London

Ian Tomlinson's family 'not giving up' over G20 death

The widow of a man who died after being pushed over by a police officer at the G20 protests in London has said her family "can't give up on justice".

Charges will not be brought against the officer as pathologists could not agree why Ian Tomlinson, 47, died at the demonstrations in April 2009.

Julia Tomlinson said the Crown Prosecution Service's (CPS) decision was "a scandal".

The Metropolitan Police has expressed "regret" to Mr Tomlinson's family.

The CPS announced on Thursday it would not be bringing any prosecution, having looked at charging the officer with various offences including assault and manslaughter.

But Mrs Tomlinson said her family were not "going to walk away from this", adding: "What message would it send to the police if we do?

"We don't see how Ian can die moments after being assaulted by the police officer and he isn't made to face a jury."

Mr Tomlinson was a newspaper seller who was not involved in the protests about the summit.

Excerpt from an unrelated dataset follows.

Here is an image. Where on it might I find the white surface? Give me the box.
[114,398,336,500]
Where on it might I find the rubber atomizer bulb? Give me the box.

Video footage showed him being apparently struck by a baton and then pushed to the ground.

Although he moved on afterwards, he was then found collapsed on Cornhill, 100 metres away.

Image caption Julia Tomlinson and her two stepsons have said they would continue their legal campaign

The first post-mortem examination of him - conducted by Dr Freddy Patel - found he was killed by a heart attack.

Dr Patel faces a misconduct hearing over four separate examinations.

Two other pathologists later said he died from internal bleeding caused by blunt-force trauma.

The CPS said this discrepancy jeopardised the chance of obtaining a conviction for manslaughter and an assault charge could not be brought as this had to happen within six months of any incident.

Mr Tomlinson's family have told their legal team to review the prosecutors' decision.

"Our preliminary view is that the decision is flawed," said a statement from Tuckers Solicitors, which represents the Tomlinsons.

"The CPS stated yesterday that their decision would be 'reconsidered' at the conclusion of the inquest.

"It may be that we determine that the appropriate time to challenge the CPS decision is if they again reject the possibility of a charge at that stage."

The Met has said the forthcoming inquest would ensure "the facts will be heard publicly" and it would consider misconduct proceedings once an Independent Police Complaints Commission investigation had been held.